Brown looked up from his shoes. "Did I tell you my father was heavyweight champion of the Canadian Army? Did I tell you what they called him because of those big fists of his?" said the young man with a shudder. "They called him The Buster."
The old man looked puzzled. "Buster Brown. Buster Brown," he said thoughtfully. "But of course, of course, it was Buster Brown, not Breaker Baker. How stupid of me and how delightful! Buster Brown was the name of the soldier who gave the Baron his eye patch."
"You mean the one who lost all those millions was my father? The one with the lucky lower-left bicuspid?" said Brown with an astonished and broadening grin.
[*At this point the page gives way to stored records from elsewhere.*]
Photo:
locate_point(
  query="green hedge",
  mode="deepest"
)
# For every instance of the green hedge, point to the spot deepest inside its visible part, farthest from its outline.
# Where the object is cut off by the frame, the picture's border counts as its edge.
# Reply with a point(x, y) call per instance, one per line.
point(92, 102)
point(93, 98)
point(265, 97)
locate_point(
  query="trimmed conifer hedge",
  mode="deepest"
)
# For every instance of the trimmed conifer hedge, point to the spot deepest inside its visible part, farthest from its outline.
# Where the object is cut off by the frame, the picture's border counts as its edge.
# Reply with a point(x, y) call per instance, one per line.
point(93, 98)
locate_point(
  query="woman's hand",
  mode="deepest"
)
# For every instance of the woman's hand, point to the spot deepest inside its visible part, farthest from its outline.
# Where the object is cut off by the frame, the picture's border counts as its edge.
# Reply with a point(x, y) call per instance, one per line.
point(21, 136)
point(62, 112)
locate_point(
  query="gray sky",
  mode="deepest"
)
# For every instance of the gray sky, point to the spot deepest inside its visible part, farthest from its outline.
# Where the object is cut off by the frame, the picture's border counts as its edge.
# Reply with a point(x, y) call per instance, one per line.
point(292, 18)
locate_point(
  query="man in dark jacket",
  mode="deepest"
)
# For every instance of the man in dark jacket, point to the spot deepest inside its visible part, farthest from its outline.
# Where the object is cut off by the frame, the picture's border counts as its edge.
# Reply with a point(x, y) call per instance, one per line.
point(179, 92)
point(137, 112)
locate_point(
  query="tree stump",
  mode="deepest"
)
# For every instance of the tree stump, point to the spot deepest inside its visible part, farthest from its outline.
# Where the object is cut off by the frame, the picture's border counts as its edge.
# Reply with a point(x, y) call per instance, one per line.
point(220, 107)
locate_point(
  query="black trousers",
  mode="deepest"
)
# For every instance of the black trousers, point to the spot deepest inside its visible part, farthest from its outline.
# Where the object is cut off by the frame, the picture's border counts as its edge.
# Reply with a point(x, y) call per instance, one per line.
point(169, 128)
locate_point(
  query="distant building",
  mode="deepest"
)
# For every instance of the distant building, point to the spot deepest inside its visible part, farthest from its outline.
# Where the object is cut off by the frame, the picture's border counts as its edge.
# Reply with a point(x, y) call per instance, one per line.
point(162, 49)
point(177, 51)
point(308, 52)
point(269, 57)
The old man nodded. "How appropriate he should have turned to dentistry. Your father was the man who almost broke the bank at San Sebastiano. A popular song was written about him at the time. As we walk to the station I will teach it to you, if you like."
Brown jumped to his feet. "Boy, I'll say I would," he said. "Even just enough to hum the tune every once in a while."
"I'm sure that would be very useful, Mr. Brown," smiled the old man. "Ah, it is a great day for the Eighth Bureau. First the father and now the son. And after that who knows, eh, Mr. Brown? A fine-looking young man like yourself. Well, come along or we will miss our train."
He took Brown by the elbow and they started down the path. "Mr. Brown," said the old man as they went, "do you recall my mentioning The Friends of Hector Jouvet? It occurs to me that if such a club were ever formed it might offer your father an honorary membership. I don't imagine he's being invited to many regimental reunions."